AUTHOR: Bishop Brian J. Kennedy, O.S.B.








Dom Lambert Beauduin (1873-1960) was a Roman Catholic Benedictine in Belgium. He was universally recognized as a brilliant Liturgist, Theologian and Pastor. Let him speak for himself and let his words of wisdom introduce this article.

Baptism destines us for the great Mysteries; it is oriented entirely toward them; it calls for them and postulates them; it is directed, oriented toward the Eucharist, like a magnet toward the pole. The Eucharist is in Baptism like the fruit is in the flower. The Words of the Master, Unless you eat the Flesh of the Son of Man and drink His Blood you have no life in you, (John 6:53) makes us see the intimacy and the depths of these relations. If this inseparable and vital union is lacking, Baptism is futile and inefficacious; it is a useless means that misses its goal, a temple without a sanctuary and without an altar. The baptized one who remains a stranger to the Eucharist is a son without filial piety and without love: an aborted saint. (BAPTISM AND THE EUCHARIST 1946)

NOTE: He says Baptism without the Eucharist is WITHOUT EFFECT, IS FUTILE AND INEFFICACIOUS.






“Even if a woman is learned and Saintly, she still must not

presume to baptize”  Council of Carthage 419 A.D.

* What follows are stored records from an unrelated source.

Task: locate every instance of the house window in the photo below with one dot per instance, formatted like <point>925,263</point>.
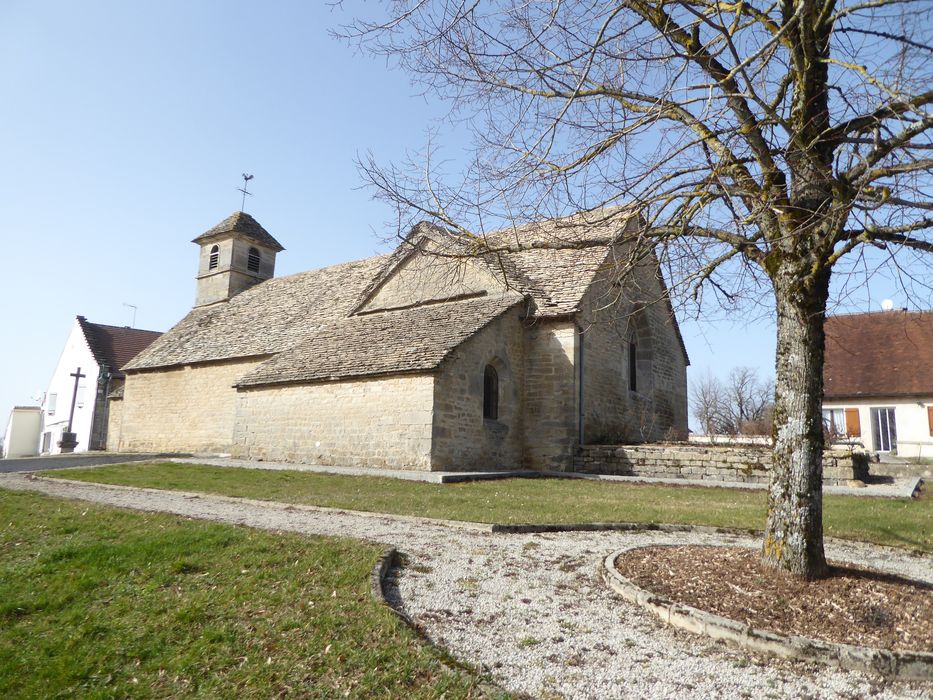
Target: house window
<point>632,366</point>
<point>490,393</point>
<point>252,261</point>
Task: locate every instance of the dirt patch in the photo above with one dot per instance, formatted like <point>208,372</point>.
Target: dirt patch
<point>851,606</point>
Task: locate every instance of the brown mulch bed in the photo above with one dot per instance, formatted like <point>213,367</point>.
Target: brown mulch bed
<point>852,606</point>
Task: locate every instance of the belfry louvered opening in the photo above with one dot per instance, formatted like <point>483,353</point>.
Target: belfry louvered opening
<point>253,260</point>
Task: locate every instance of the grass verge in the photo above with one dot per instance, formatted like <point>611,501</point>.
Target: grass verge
<point>101,602</point>
<point>900,523</point>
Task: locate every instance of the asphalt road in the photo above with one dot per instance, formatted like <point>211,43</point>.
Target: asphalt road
<point>82,459</point>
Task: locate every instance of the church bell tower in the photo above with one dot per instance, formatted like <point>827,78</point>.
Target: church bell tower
<point>235,254</point>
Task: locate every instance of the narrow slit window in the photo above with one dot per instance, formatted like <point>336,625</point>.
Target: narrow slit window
<point>252,261</point>
<point>632,366</point>
<point>490,393</point>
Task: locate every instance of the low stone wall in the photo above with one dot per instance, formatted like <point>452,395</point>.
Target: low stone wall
<point>709,463</point>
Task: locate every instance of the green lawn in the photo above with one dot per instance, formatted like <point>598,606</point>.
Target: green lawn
<point>900,523</point>
<point>105,603</point>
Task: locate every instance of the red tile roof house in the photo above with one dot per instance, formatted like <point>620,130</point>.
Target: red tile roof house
<point>878,380</point>
<point>100,352</point>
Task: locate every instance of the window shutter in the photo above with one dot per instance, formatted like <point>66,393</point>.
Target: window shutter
<point>853,427</point>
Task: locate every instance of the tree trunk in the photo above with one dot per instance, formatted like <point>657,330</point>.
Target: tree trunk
<point>794,532</point>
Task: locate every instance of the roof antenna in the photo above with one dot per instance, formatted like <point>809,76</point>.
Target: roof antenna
<point>246,178</point>
<point>134,313</point>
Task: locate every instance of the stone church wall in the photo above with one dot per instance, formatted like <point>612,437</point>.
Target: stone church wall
<point>463,439</point>
<point>609,320</point>
<point>551,408</point>
<point>375,422</point>
<point>184,409</point>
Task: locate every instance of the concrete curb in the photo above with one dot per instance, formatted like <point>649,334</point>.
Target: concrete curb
<point>906,489</point>
<point>277,505</point>
<point>898,665</point>
<point>517,529</point>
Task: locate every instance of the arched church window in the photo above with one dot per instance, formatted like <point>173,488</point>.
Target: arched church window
<point>252,261</point>
<point>490,393</point>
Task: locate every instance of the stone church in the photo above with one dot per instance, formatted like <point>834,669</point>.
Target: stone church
<point>432,357</point>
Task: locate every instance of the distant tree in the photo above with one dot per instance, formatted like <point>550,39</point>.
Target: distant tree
<point>706,399</point>
<point>762,144</point>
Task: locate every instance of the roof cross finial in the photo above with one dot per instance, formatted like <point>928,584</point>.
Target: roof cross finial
<point>246,178</point>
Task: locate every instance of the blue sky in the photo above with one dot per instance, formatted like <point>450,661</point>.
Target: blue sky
<point>124,129</point>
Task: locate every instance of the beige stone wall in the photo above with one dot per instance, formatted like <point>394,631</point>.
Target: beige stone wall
<point>184,409</point>
<point>231,275</point>
<point>376,422</point>
<point>611,317</point>
<point>114,424</point>
<point>707,463</point>
<point>551,413</point>
<point>463,440</point>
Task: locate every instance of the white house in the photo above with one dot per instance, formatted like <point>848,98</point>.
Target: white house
<point>878,380</point>
<point>93,355</point>
<point>22,433</point>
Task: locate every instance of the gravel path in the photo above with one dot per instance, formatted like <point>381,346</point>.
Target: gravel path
<point>531,609</point>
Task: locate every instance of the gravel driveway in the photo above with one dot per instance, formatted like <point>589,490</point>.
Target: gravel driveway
<point>531,609</point>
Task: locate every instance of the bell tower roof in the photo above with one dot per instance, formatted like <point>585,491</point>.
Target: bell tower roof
<point>240,223</point>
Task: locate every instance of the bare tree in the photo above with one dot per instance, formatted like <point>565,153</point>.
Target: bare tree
<point>764,146</point>
<point>706,399</point>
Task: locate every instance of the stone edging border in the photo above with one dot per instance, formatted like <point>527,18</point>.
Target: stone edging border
<point>898,665</point>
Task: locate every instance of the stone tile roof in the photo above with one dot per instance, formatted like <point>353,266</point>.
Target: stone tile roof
<point>416,339</point>
<point>115,346</point>
<point>288,315</point>
<point>243,223</point>
<point>265,319</point>
<point>554,261</point>
<point>879,354</point>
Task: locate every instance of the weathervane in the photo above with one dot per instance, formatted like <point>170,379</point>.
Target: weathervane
<point>246,178</point>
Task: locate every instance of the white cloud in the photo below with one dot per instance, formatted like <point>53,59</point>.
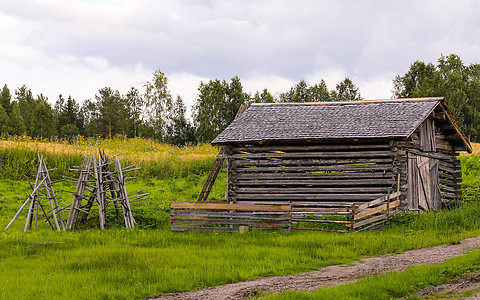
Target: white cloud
<point>76,47</point>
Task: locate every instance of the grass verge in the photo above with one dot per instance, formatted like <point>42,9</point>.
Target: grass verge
<point>395,284</point>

When we study the Scriptures, when we start quoting the Scriptures it is seldom accurate to isolate a given verse from the whole of Scripture. Those who quote the necessity of Baptism and neglect the absolute necessity of reception of the Eucharist do so to their own peril.


Rightly such can be called Protestants as they are protesting against the very Word of God they claim to serve. They protest against the life giving Holy Spirit who has taught the church through the centuries giving direction as to the development of the Liturgy and method of administration of the Sacred Mysteries. The directives of Scripture must be understood in the light of the life of the church that comes from the indwelling of the Holy Spirit.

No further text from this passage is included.